Forced labor, or unfree labor, is any work relation, especially in modern or early modern history, in which people are employed against their will with the threat of destitution, detention, violence including death, or other forms of extreme hardship to either themselves or members of their families.
Two massive systems of unfree labor arose, a world apart from each other, in the late sixteenth and early seventeenth centuries. The American enslavement of blacks and the Russian subjection of serfs (“white slaves”) flourished in different ways and varying degrees.
“Double Protection” vs.
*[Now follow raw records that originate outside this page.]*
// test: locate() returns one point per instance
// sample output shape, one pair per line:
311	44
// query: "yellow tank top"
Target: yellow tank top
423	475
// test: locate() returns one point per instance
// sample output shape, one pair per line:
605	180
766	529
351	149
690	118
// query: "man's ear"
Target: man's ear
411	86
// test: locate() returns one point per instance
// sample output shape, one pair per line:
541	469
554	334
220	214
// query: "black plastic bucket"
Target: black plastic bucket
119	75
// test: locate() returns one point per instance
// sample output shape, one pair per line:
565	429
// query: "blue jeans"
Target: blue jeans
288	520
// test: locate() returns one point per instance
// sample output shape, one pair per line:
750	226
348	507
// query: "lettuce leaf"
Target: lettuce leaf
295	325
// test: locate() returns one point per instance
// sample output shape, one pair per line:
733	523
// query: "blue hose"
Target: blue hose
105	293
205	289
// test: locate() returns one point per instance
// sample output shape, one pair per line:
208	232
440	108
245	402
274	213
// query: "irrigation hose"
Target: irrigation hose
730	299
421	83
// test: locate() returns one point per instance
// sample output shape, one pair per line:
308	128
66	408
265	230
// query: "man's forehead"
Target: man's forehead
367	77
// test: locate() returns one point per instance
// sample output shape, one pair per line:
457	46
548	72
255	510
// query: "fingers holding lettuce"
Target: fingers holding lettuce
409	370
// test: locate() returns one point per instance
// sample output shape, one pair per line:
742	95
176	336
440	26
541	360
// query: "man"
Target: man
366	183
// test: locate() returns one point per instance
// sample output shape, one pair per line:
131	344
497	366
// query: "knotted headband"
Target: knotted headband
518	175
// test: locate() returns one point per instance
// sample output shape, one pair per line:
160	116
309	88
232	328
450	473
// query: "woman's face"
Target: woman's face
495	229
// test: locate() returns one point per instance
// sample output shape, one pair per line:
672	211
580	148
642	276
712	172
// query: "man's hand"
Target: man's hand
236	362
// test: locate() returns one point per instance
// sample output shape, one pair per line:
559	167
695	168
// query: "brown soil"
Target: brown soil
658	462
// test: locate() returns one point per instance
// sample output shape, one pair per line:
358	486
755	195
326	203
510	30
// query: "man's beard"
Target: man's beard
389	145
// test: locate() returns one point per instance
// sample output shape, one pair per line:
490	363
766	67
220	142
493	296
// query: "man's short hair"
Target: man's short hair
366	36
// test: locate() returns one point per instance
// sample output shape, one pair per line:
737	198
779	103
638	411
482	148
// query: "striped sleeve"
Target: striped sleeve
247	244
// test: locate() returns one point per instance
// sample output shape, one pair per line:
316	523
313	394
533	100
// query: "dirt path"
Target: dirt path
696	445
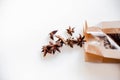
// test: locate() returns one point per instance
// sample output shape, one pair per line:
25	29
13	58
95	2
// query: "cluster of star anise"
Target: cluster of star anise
52	47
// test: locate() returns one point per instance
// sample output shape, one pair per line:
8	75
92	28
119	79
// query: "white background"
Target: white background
24	28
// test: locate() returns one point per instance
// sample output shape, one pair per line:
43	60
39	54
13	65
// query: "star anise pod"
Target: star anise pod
61	39
71	42
52	34
80	40
70	30
51	48
46	49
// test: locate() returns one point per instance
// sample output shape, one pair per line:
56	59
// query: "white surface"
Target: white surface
24	28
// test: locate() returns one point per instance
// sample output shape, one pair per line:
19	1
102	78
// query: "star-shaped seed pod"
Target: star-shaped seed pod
80	40
55	47
51	48
52	34
46	49
61	39
70	30
71	42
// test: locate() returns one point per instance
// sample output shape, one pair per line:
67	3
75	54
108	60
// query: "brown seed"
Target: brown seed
52	34
70	30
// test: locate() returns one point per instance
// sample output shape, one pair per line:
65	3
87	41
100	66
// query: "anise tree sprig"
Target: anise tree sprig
54	46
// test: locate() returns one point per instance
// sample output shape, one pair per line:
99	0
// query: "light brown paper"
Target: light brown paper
95	51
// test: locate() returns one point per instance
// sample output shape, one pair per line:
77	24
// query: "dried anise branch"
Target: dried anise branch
51	48
80	40
70	30
71	42
52	34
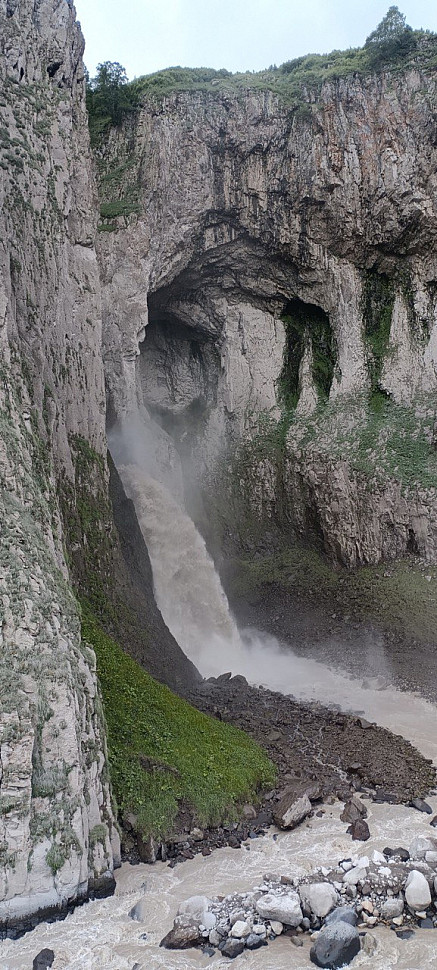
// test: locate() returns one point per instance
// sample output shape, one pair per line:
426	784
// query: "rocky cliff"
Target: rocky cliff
58	839
251	251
No Protection At All
“Father is a ‘person’ pursuant to Title VI of the Civil Rights Act of 1964, 42 U.S.C. § 2000d, et seq., (‘Title VI’), and State is a Child Support Enforcement: Program Basics, (‘CSE’), ‘recipient’ of Federal financial assistance, i.e., ’the program is a federal-state matching grant program under which states must spend money in order to receive federal funding.’
Pursuant to the Age Discrimination Act of 1975, 42 U.S.C. §§ 6101-6107, (‘ADA’), Father is again a ‘person,’ while State violates the “no person in the United States shall, on the basis of age, be excluded from participation in, be denied the benefits of, or be subjected to discrimination under, any program or activity receiving Federal financial assistance” statute.”